Это суждение разве лишь остроумно. Затем, оно и последовательно: правоверный модернист, Замятин не помнит брезгливое высказываете Гете об оригинальности: «Вполне оригинального поэта я читать не стану»; убежденный демократ, он апеллирует к истории — и не замечает, что величайшими из вошедших в историю аристократов духа были именно аристократы крови, воспитанные не в одном поколении, наследственно свободные от унижающих человека форм труда; что таковых — большинство; что расцвет искусства всегда однозначно указывает на наличие свободного сословия.

Но пусть Гете — не авторитет, а Пушкин вышел из крестьян: к кому обращено искусство, отвергающее всю пред­шест­вующую цивилизацию, декларирующее свое происхождение на пустом месте, из ничего? Не скучно ли от таких деклараций? Ведь память — это сознание, совесть.
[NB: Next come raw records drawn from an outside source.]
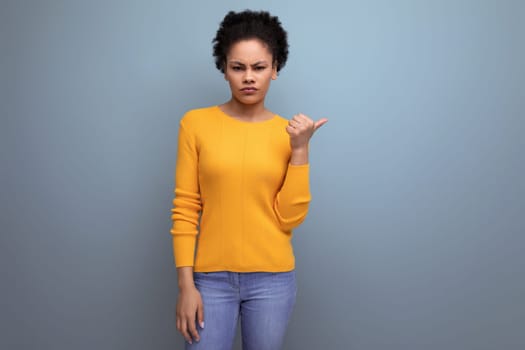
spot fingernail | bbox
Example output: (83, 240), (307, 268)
(200, 321), (205, 329)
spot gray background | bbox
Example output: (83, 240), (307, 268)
(1, 0), (524, 349)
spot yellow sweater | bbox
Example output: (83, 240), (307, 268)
(170, 106), (311, 272)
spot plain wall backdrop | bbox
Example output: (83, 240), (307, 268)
(1, 0), (524, 349)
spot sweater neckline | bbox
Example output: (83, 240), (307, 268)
(214, 105), (278, 125)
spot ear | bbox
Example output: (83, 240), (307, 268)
(272, 63), (278, 80)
Самодовлеющая новизна, прекрасно выражаемая уродливым словом новаторство, как и самодовлеющая свобода, на поверку — окончательное рабство, полная зависимость духа; она направлена против человека, бесчеловечна.

Модернизм и авангардизм всегда обнаруживаются в одном ряду с понятиями: прогресс, демократия, с которыми XIX век связал образы благородных целей человечества. И здесь кроется одна из его величайших ошибок, один из удивительнейших парадоксов. О нем знали лучшие умы на рубеже и в начале XX века.

«Ни научный прогресс, ни успехи материальной культуры сами по себе не очищают, не облагораживают человека… скорее всего наука и внешняя культура нравственно нейтральны, и если опасны для духа, то лишь в своей чрезмерности; но нельзя отрицать, что они по самой своей природе склонны заполнять всё поле внимания и, следовательно, вытеснять высшие интересы духа…»

М. О. Гершензон. Уроки войны. Русские ведомости, 1914,
№ 240, суббота 18 октября, стр. 5.

Это ненавязчивое предостережение полностью оправдалось: прогресс de facto оказался эскалацией методов в ущерб идеям, материального — в ущерб духовному. Освобождение масс от тяжелого ручного труда (через замену его легким, но гораздо более унизительным) обернулось для них духовным закрепощением. Та же инверсия произошла и в представлениях о демократии. Веками питавшая ее величественная идея равенства перед Богом (совестью, законом) на практике привела к жестокому подавлению индивидуальности, уравниловке. Обе благородные цели заявили себя пособницами энтропии, деструктурализации, тлена. Из термодинамики известно, что время — попутный ветер энтропии; религия указывает нам надчеловеческую субстанцию как антиэнтропийное начало, постоянно возобновляющее, структурирующее творение. В человеческом обществе накоплению энтропии препятствует единственное, что противостоит времени и прогрессу: искусство. Эстетические течения, открыто ставящие себя на службу времени, признающие над собою его власть и даже в самих именах своих закрепляющие эту постыдную зависимость, оказываются в ловушке, ставят себя вне искусства.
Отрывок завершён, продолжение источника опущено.